Abstract

Mechanical ventilation is well known for having detrimental effects on the cardiovascular system, particularly when using high positive end-expiratory pressure. High positive end-expiratory pressure levels cause a decrease in stroke volume, which, under normal conditions, usually bring about a decrease in stressed blood volume. Stressed blood volume, defined as the total pressure generating volume of the cardiovascular system, has been shown to be a potential index of fluid responsiveness, making it a potentially important diagnostic tool. Generally, respiratory and haemodynamic care are provided independently of one another. However, that positive end-expiratory pressure alters both stroke volume and stressed blood volume suggests both the pulmonary and cardiovascular state should be conjointly optimised and used to guide positive end-expiratory pressure. However, the complex and patient-specific nature of cardiopulmonary interactions which occur during mechanical ventilation presents a challenge for accurate modelling of respiratory and cardiovascular interactions required to better optimise care.
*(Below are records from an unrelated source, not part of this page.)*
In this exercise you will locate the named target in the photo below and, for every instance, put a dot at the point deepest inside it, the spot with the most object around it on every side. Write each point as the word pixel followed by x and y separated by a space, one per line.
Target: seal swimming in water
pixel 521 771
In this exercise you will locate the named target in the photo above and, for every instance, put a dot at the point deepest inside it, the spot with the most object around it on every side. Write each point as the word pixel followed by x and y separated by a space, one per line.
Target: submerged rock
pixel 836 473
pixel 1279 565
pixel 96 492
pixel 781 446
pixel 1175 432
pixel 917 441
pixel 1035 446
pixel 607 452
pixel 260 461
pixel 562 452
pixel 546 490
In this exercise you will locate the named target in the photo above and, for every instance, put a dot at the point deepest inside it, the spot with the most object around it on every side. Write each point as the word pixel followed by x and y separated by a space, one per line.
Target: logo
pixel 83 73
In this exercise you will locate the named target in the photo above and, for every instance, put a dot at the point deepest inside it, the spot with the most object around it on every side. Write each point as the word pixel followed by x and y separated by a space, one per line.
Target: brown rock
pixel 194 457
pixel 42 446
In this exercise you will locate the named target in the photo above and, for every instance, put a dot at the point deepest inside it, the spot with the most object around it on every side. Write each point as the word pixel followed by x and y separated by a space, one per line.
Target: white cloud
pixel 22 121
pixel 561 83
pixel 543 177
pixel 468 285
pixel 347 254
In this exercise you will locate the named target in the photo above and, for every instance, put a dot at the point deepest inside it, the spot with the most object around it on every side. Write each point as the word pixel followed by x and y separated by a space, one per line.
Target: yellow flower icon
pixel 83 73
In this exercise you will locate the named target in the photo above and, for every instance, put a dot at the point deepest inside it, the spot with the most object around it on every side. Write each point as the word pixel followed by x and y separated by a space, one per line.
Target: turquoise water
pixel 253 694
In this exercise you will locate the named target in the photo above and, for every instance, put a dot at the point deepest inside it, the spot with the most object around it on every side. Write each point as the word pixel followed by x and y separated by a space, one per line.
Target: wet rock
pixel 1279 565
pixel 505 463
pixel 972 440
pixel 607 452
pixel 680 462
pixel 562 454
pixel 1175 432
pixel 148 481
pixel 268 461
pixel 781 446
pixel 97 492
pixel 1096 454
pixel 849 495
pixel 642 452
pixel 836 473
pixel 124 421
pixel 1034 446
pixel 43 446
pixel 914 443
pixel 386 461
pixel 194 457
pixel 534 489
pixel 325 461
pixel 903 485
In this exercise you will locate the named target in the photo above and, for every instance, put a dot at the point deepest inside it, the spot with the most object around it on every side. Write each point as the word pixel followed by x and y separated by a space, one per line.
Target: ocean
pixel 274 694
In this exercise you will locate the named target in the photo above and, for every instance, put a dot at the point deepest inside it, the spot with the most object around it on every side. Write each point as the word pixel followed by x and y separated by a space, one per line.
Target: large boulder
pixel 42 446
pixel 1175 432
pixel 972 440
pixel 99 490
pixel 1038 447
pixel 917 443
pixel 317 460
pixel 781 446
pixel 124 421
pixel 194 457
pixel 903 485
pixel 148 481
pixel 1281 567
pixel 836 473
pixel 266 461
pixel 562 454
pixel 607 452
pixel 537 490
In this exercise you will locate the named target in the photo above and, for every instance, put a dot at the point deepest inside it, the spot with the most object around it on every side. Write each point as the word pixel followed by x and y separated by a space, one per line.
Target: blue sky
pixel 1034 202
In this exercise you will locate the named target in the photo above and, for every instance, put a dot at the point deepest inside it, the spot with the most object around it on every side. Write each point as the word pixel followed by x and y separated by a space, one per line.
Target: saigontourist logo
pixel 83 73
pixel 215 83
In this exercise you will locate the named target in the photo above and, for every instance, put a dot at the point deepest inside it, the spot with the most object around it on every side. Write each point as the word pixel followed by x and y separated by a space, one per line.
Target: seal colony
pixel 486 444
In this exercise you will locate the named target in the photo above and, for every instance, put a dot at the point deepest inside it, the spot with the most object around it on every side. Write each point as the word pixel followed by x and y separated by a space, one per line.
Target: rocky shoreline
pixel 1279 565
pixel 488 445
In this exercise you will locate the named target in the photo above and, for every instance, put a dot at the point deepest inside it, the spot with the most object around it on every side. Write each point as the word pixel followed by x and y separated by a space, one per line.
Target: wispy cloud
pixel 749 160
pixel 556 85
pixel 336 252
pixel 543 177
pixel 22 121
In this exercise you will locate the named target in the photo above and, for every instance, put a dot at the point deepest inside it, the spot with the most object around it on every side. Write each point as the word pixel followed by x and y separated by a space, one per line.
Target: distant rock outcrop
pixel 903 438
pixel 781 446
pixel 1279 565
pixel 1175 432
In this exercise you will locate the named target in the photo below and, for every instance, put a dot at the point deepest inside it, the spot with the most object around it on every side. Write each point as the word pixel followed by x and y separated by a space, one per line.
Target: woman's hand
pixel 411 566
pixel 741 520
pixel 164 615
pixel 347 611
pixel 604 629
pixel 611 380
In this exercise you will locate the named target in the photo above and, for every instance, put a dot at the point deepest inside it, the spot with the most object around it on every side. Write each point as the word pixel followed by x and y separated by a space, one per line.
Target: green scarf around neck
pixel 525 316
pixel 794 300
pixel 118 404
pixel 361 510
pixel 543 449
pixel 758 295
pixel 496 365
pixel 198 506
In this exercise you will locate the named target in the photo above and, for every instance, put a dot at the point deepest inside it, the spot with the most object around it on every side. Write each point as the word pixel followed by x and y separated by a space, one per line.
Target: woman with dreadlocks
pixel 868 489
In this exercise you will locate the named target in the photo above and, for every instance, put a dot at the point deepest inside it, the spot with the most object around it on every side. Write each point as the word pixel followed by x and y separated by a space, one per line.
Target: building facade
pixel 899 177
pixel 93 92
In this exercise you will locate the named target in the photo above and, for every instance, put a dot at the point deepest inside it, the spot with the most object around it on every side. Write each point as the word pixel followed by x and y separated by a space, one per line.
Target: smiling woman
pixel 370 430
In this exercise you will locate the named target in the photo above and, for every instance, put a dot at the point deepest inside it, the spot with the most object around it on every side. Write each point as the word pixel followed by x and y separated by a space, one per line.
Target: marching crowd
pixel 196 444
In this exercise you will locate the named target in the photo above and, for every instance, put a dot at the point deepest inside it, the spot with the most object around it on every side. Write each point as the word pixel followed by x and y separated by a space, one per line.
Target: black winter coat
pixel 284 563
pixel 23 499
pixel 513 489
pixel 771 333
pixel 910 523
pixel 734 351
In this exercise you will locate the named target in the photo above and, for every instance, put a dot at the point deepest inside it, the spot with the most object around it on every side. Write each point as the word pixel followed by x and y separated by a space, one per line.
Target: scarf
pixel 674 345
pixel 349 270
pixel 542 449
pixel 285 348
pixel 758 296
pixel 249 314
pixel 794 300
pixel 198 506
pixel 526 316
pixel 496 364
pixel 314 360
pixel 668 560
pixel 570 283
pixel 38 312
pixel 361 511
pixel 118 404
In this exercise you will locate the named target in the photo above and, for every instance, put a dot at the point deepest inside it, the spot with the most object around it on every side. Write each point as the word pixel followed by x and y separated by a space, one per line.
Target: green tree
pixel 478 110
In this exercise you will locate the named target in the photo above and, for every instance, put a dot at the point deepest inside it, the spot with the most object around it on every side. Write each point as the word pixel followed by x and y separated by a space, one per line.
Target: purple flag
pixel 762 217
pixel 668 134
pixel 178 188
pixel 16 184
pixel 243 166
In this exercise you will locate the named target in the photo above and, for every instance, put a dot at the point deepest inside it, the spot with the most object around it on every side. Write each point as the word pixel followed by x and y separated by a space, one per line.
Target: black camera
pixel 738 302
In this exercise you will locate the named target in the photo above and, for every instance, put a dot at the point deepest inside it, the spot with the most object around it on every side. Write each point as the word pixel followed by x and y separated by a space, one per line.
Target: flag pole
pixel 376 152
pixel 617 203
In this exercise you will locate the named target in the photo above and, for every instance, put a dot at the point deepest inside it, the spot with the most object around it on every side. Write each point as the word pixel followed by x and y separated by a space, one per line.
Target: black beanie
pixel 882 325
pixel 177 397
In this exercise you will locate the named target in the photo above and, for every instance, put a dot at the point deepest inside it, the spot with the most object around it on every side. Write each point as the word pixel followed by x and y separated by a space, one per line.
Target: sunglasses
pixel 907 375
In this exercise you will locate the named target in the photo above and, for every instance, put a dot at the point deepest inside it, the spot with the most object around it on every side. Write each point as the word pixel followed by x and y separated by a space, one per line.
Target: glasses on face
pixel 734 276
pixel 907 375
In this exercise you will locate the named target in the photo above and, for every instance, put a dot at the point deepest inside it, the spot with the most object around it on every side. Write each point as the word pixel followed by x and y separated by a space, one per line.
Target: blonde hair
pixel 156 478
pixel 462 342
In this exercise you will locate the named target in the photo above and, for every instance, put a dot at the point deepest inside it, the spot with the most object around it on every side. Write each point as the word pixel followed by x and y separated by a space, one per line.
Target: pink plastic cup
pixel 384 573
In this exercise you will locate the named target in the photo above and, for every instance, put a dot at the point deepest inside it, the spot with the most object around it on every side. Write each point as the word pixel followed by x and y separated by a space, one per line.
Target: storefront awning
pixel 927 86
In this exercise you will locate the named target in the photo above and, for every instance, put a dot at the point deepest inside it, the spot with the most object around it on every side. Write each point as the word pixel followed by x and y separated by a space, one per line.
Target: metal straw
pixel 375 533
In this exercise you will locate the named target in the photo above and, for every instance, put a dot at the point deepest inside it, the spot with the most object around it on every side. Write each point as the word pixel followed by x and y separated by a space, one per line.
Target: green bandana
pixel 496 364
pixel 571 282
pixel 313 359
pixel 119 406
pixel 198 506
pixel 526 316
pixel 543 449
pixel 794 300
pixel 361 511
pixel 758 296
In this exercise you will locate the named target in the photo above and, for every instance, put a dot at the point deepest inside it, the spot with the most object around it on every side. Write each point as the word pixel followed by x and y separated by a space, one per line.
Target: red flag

Previous models attempting to incorporate cardiopulmonary interactions have suffered from poor reliability at higher PEEP levels, largely due to an exaggerated effect of intrathoracic pressure on the cardiovascular system. A new parameter, alpha, is added to a previously validated cardiopulmonary model, to modulate the percentage of intrathoracic pressure applied to the vena cava and left ventricle. The new parameter aims to increase reliability under high PEEP conditions as well as provide a patient specific solution to modelling cardiopulmonary interactions. The results from the identified optimal alpha are compared to the original model to investigate how this new parameter may be used to create a more patient-specific cardiopulmonary model, which would be better suited for guidance of care in the ICU.